Lorsqu’un salarié prétend avoir presté des heures excédant la durée journalière respectivement hebdomadaire de travail, et que cela est contesté par l’employeur, la charge de la preuve pèse sur le salarié.
Dès lors, il appartient au salarié d'établir non seulement qu'il a effectivement presté ces heures supplémentaires, mais qu'il les a prestées avec l'accord de l'employeur, qui peut être exprès ou tacite.
La jurisprudence s’est prononcée à maintes reprises4 sur la valeur probante de différentes pièces que peut produire un salarié, dans le cadre de l’administration de la preuve des heures supplémentaires qu’il prétend avoir prestées.
Le salarié recourt généralement à des preuves établies à partir du système de mesure du temps de travail utilisé par l’employeur, et ce n’est que lorsqu’il ne dispose pas de tels documents, que le salarié recourt à des modes de preuves unilatéraux, tels que des rapports de travaux journaliers ou hebdomadaires, ou encore des calepins.
Un système de mesure du temps de travail peut être une pointeuse, ou encore un tachymètre comme ceux équipant les camions.
La simple connaissance dans le chef de l'employeur de ce qu'un salarié a presté des heures supplémentaires ne suffit pas, à défaut d'accord de l'employeur, à générer une obligation de rémunération du travail supplémentaire.
Toutefois dans un arrêt du 12 janvier 2015 5 , la Cour d’appel a déjà considéré que lorsque l’employeur utilise un système de pointage afin de contrôler les heures prestées, l’accord tacite de ce dernier est établi quant aux heures supplémentaires prestées dès lors qu’il n’a pas exprimé au salarié son désaccord quant à la prestation de telles heures. Dans ce cas, une liste de pointage suffit donc pour prouver la prestation d’heures supplémentaires et l’accord de l’employeur.
Le problème des relevés d’heures issus d’un programme de facturation des clients
En considération du prédit arrêt du 12 janvier 2015, on peut légitimement s’interroger sur le fait de savoir si tout système mis en place par l’employeur et dans lequel les heures des salariés sont enregistrées, est, au même titre qu’une pointeuse, un instrument de contrôle des heures de travail, permettant de prouver que l’employeur a donné son accord tacite à la prestation d’heures supplémentaires.
C’est la question à laquelle la Cour d’appel a eu à répondre dans un arrêt du 1er juillet 2021 6 .
Il est acquis en jurisprudence que les fiches de pointage peuvent prouver tant des heures prestées y indiquées que l’accord tacite de l’employeur pour la prestation des heures supplémentaires, dans la mesure où le système informatique de pointage installé par un employeur a justement pour finalité de vérifier le temps de travail exact de ses salariés7 .
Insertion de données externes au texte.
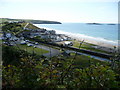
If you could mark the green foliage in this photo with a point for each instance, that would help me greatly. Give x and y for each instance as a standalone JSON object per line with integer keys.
{"x": 58, "y": 73}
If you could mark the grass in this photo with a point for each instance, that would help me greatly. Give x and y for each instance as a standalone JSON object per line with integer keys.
{"x": 37, "y": 51}
{"x": 88, "y": 46}
{"x": 84, "y": 61}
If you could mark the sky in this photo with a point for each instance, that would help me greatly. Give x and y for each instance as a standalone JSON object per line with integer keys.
{"x": 98, "y": 11}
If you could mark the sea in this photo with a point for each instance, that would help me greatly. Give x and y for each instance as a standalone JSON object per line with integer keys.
{"x": 104, "y": 33}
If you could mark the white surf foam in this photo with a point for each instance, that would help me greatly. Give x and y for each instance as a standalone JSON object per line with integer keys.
{"x": 94, "y": 40}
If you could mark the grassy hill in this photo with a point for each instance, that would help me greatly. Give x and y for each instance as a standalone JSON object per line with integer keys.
{"x": 30, "y": 21}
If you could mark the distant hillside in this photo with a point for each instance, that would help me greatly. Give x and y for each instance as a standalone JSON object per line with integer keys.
{"x": 30, "y": 21}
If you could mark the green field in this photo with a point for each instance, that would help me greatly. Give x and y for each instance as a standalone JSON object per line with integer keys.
{"x": 88, "y": 46}
{"x": 37, "y": 51}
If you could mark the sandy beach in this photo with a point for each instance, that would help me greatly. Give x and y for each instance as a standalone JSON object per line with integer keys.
{"x": 101, "y": 43}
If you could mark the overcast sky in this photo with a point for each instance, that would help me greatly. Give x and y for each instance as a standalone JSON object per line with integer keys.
{"x": 101, "y": 11}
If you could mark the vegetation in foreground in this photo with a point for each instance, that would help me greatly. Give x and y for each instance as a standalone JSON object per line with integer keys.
{"x": 23, "y": 70}
{"x": 89, "y": 46}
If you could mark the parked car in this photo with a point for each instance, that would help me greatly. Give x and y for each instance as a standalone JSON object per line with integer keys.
{"x": 29, "y": 44}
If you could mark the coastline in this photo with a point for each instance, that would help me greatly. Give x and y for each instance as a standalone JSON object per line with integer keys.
{"x": 88, "y": 39}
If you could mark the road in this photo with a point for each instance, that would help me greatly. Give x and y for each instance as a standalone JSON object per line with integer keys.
{"x": 53, "y": 51}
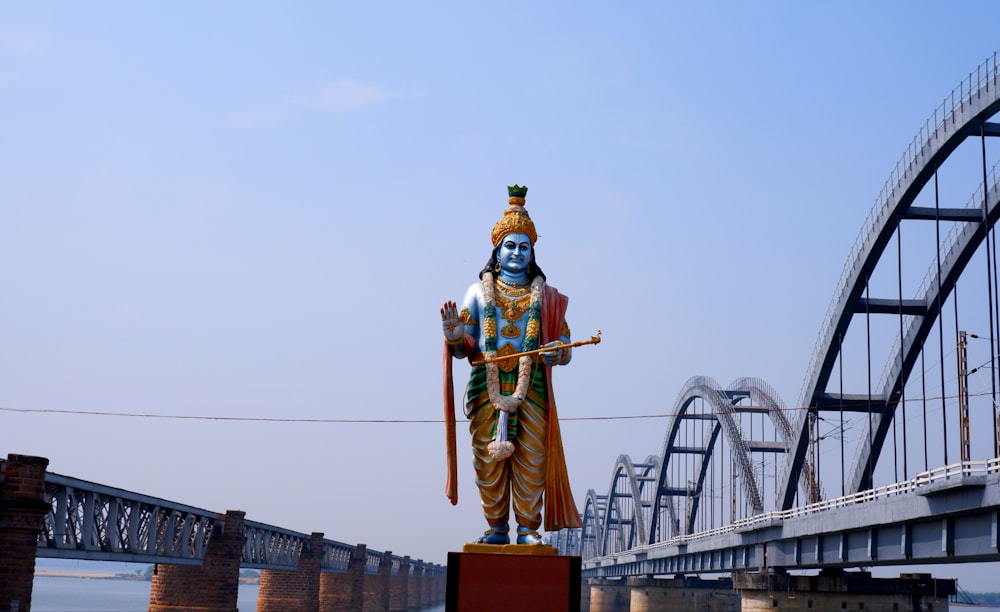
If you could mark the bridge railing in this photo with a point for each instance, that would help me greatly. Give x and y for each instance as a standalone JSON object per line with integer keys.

Dans l’affaire du 1er juillet 2021 qui nous occupe, la salariée avait relevé appel du jugement qui lui avait été notifié le 15 juin 2019, en ce qu'il l'a déboutée de sa demande en paiement d'heures supplémentaires et sollicita le paiement du montant de 5.745,90 euros, au titre de 321 heures supplémentaires qu'elle affirmait avoir prestées durant la relation de travail.
La position de la salariée
La salariée soutenait que les heures supplémentaires qu’elle affirmait avoir prestées seraient recensées dans un système officiel de pointage utilisé par l'employeur pour le comptage des heures prestées dans le cadre des différents projets. L'employeur aurait toléré la prestation d'heures supplémentaires pendant une période de sept mois. La pratique d'encodage par la salariée dans le programme des heures prestées aurait duré pendant toute la relation de travail et l'employeur n'aurait jamais enjoint à la salariée d'arrêter de prester des heures supplémentaires, respectivement informé celle-ci que les heures prestées n'étaient pas à considérer comme des heures supplémentaires.
À l’appui de sa demande, la salariée avait versé un relevé d’heures supplémentaires établi sur base de données qu'elle reconnaissait avoir elle-même encodées dans le système de l’employeur consacré aux projets.
Il importe de relever que l’employeur avait versé les mêmes relevés d’heures que ceux produits par la salariée. Mais alors que cette dernière les avait versés pour établir une acceptation tacite des heures supplémentaires par l’employeur, ce dernier les avait versés pour illustrer le programme enregistrant les temps encodés par la salariée.
Il est donc intéressant de noter que l’employeur et la salariée étaient d'accord à reconnaître que le relevé qu'elles produisaient chacune, était identique.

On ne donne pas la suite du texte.